While I didn’t walk into Ryan Adams’s concert Saturday night at the Palace Theatre knowing much more about him than his last album and his sometimes cantankerous personality, I walked out wanting to know his music, and him, a lot more. He delivered it all from his catalog — the rockers, the banter for which he is known, a delicious improv song and the lush, gorgeous ballads.
And the lively yet attentive crowd ate it up. There were many moments where you could nearly hear a pin drop. The Palace Theatre’s pristine setting and impeccable acoustics made Saturday night almost perfect.
Opener Butch Walker did a nice job of warming up the crowd for Adams. His blend of tender acoustic songs and Southern rock worked well with Adams’ own heartland rock. This makes sense, considering that Walker announced on stage that Adams is producing his next record.
Adams and co. tore into a few rockers to start off the show. “Gimme Something Good,” and “Stay With Me,” two songs from his newest self-titled album, which came out this fall, sounded flawless and it was clear how tight the band was from the show’s onset.
The guitar interplay between Adams and guitarist Mike Viola was a highlight for the duration of the show. Their interlocking melodies were mellifluous and well constructed. Adams, in particular, had some wonderful guitar solos, especially at the end of “Shadows” from that same terrific album.
And the entire band showed off the diversity of Adams’ repertoire throughout the night. At one moment, they could be tearing through a song from Adams’s punky “1984” EP, released this year, and at the next they could be accompanying Adams through a more tender tune like his acoustic “Dear Chicago.”
They also added new layers live that are not found on the studio versions of songs like “I See Monsters.”

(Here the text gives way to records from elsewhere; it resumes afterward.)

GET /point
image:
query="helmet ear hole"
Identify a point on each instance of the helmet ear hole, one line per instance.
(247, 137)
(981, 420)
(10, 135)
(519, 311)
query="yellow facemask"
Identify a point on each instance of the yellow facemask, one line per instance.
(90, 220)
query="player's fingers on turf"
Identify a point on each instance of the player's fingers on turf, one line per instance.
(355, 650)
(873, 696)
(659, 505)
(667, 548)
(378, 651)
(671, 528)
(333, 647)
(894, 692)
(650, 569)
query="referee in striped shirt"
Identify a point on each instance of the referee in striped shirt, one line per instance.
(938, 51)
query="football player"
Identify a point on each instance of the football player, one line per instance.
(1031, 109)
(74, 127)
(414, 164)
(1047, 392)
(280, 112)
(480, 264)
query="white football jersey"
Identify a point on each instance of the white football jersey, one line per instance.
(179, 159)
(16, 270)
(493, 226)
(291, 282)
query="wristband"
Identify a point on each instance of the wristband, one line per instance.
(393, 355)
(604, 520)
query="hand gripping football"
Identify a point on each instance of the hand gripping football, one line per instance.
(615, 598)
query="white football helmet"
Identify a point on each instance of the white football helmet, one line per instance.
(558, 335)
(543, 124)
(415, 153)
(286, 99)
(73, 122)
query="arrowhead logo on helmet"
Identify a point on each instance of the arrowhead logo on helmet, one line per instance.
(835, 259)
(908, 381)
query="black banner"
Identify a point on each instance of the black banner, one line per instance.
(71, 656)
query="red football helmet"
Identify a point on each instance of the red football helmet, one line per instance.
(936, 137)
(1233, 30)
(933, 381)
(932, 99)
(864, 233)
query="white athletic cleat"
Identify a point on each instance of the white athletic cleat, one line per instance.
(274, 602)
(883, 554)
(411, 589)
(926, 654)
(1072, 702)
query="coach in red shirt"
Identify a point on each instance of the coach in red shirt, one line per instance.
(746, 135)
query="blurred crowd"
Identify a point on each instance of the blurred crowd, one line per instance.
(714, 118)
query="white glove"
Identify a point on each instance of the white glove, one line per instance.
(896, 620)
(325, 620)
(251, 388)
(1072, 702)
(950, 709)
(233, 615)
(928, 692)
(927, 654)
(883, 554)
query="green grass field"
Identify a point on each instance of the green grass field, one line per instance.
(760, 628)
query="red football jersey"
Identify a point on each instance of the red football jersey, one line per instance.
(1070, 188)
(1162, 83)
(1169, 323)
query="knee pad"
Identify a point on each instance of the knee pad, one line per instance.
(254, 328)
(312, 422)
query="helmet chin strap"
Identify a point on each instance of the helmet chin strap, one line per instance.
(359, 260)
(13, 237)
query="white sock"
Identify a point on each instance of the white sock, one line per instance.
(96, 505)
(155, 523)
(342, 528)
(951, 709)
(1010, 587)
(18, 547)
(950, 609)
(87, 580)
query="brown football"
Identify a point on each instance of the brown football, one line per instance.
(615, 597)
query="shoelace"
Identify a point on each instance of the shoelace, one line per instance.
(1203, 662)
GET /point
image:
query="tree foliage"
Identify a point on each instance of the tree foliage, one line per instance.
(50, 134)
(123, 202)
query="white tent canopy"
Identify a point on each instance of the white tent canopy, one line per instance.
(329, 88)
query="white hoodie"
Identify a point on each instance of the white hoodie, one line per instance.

Adams also made a show of his own versatility and of his witty, forceful personality. One of the show’s funniest and most memorable moments came when Adams ad-libbed a song off of a joke he’d made earlier in the show. Early on, he’d noted that the ornate, old-fashioned “fire hose” sign at the side of the theatre looked like it could sell you a pizza. When a heckler screamed “fire hose pizza” later on, Adams immediately went with the flow and started coming up with lyrics like (in reference to such pizza) “It might even get you laid/Or neutered and spayed” as the band played along.
He found himself cracking jokes like this all night long, at one point, mocking the band for playing music as he took a sip of water.
So it was all the more noteworthy that he could have the audience hanging on his every word (some gave Adams a standing ovation for the “fire hose pizza” bit while many others tweeted about it) during these lighter moments at the same time as he wooed them with his somber, touching songs. “Oh My Sweet Carolina” featured a poignant line — “May you one day carry me home/I ain’t never been to Vegas but I gambled up my life.”
All in all, Saturday night’s show made me think that Adams fits along well with a number of successors to brilliant classic rock songwriters like Springsteen, Dylan, and Tom Petty. He can make a crowd laugh, cry and rock out — in just one night. Is there anything more that you can ask from a concert?